Литмир - Электронная Библиотека
A
A

А этот тип сразу на личности перешел, обзывается. А больше всего выбешивает собственный червячок понимания – а ведь он прав! Если в группе заставляют делать что-то против собственных правил – то грош цена такой группе. Маленький обман вначале обязательно выльется в более крупный в конце. И все же… Так колко над ней стебаться…

Да, насчет «своеобразности», Антон оказался прав – с настолько хамски-пренебрежительным отношением к своей персоне ей еще не доводилось сталкиваться. Даже Лину переплюнул. С той мадам понятно, что недалекая, а этот прям лихо подсекает, остроумно… И ответить нечем. И от этого еще обиднее.

– Останови машину, – голос девушки прозвучал неестественно глухо. – Я выйду.

– Совсем или пописать?

Катя промолчала и демонстративно отвернулась к окошку.

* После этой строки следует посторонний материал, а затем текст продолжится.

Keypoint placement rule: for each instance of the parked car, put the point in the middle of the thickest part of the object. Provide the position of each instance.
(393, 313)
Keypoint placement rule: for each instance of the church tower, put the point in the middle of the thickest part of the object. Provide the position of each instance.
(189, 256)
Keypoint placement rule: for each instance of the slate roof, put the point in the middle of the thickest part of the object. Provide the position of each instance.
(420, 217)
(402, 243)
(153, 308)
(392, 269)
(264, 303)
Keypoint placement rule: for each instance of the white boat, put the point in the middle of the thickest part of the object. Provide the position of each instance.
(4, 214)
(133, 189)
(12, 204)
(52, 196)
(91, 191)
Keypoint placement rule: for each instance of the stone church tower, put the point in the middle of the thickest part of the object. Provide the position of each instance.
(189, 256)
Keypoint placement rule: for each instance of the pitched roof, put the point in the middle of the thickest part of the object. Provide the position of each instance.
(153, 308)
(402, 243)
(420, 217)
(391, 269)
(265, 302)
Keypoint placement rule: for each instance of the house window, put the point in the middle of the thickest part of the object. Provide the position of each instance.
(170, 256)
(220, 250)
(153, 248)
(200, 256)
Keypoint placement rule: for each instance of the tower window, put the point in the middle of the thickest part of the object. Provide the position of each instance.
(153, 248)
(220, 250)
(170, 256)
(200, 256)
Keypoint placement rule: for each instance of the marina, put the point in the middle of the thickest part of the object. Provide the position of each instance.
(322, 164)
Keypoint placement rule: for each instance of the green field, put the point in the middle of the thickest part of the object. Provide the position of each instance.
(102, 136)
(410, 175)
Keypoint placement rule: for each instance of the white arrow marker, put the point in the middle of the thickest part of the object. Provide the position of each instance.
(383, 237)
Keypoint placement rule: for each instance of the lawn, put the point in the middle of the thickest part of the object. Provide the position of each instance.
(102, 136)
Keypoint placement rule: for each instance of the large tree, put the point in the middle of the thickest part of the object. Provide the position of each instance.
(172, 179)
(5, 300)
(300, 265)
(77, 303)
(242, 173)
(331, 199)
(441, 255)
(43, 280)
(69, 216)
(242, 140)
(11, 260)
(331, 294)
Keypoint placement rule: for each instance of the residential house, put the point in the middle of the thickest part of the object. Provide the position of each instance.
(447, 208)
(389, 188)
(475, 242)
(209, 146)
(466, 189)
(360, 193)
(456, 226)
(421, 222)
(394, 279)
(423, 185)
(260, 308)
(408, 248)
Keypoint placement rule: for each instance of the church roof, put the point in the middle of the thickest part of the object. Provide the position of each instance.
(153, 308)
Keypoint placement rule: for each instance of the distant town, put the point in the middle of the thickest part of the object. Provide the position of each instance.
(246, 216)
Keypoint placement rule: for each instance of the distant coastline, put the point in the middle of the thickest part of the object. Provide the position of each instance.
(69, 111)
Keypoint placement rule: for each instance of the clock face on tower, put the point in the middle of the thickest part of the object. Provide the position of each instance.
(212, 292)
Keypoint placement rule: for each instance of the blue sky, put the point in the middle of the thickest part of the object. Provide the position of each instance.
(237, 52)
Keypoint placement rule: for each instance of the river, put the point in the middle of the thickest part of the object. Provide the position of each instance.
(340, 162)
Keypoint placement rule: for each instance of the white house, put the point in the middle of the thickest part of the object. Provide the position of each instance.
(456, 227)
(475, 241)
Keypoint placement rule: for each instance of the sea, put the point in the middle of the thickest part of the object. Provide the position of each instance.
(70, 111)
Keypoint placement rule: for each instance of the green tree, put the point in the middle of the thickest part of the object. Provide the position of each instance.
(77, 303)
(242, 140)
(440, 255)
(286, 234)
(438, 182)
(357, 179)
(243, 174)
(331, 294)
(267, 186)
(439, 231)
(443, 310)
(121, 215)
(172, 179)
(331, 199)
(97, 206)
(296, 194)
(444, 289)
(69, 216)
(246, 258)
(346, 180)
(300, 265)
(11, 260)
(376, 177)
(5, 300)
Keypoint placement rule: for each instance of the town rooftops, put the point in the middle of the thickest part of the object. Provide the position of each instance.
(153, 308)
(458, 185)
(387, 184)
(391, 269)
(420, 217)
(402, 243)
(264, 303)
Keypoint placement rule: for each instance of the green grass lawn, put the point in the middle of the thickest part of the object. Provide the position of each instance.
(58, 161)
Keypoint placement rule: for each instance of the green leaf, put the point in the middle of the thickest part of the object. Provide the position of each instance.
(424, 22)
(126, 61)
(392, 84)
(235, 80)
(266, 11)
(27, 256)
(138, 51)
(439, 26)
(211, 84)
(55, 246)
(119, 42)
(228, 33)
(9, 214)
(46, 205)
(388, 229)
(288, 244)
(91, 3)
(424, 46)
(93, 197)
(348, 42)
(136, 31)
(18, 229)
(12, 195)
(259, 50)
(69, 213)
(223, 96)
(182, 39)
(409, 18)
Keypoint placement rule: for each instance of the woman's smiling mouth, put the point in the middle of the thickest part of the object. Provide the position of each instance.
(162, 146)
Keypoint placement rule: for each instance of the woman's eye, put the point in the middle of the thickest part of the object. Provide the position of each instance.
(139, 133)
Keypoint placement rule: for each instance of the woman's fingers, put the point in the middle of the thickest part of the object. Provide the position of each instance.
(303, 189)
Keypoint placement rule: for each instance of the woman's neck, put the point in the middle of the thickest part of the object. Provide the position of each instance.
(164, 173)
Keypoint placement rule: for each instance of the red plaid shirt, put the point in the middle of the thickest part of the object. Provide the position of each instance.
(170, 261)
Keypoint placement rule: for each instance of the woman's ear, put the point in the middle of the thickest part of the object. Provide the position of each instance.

Скрипнули тормоза, внедорожник вильнул и приклеился к обочине. Она собралась покинуть салон, как вдруг заметила, что уже темнеет. И отъехали на приличное расстояние. Местность вокруг была незнакомой. С одной стороны – рынок, с закрытыми прилавками, кучей мятых коробок и пустыми поддонами. С другой – сиротливый оазис новых девятиэтажек, а дальше – стройка. Остановка общественного транспорта маячит поблизости, но подозрительно безлюдна. Из этой дыры скорее всего уже не уехать. И везде пылища. Насыщает воздух и клубится при движении встречных машин. Едкая колючая серость покрывалом ползет по крышам магазинов и киосков, ложится на асфальтированные дорожки, скамейки. Впивается в листья деревьев, цветы на клумбах, припудривает волосы и одежду людей. И, судя по отсутствующим выражениям на лицах последних, она способна проникнуть даже глубоко в душу. Девушка совсем сникла. Ей показалось, что стоит выйти туда, как она станет частью этой безликой серости, потеряет все краски и сгинет в рутине ежедневных забот. Она шумно сглотнула обиду.

Тем временем спутник, широко улыбаясь, выбрался на улицу, обошел машину и галантно открыл перед ней дверь.

– Милости прошу на свежий воздух. Может, навеет извилины в голову.

Катя замерла как истукан и смолчала. Пожалуй, она погорячилась.

Нил вернулся назад, и внедорожник вновь тронулся с места.

– Куда мы едем? – буркнула девушка.

Он засмеялся:

– Посвящать тебя в адепты, – подмигнул. – Нужно будет раздеться и станцевать лезгинку.

– Я не умею танцевать, – бесцветно поведала спутница пустоте перед собой. Лимит глупостей на сегодня она исчерпала. Сил больше не было.

Нил посерьезнел:

– А раздеться значит не сложно?

Потом тяжело вздохнул, осознав, что Катя больше не реагирует на выпады.

– Чует мое сердце, будут с тобой проблемы… – и тут словно спохватился: – Ах да! – перегнулся назад и достал сверток: – Нацепи балахон, согрейся, а то как мертвая сидишь, – кинул его на колени. – Да и видок еще тот, будто медведь всю ночь в лесу драл. – И, заметив, что пассажирка по-прежнему не шевелится, добавил: – Там ритуал будет, ученики должны в капюшонах прийти.

Всю оставшуюся дорогу Катя задыхалась и потела в плотном балахоне – даже сплит не спасал. А потом оказалось, что надеть его можно было уже по прибытию. Во всяком случае, сам Нил поступил именно так.

Глава 10. Посвящение

В здании заброшенного завода было прохладно и сыро. Видимо, во время сильных дождей через обветшалую кровлю сюда попадало много воды, и даже палящее летнее солнце не могло дотянуться до нее своими лучами.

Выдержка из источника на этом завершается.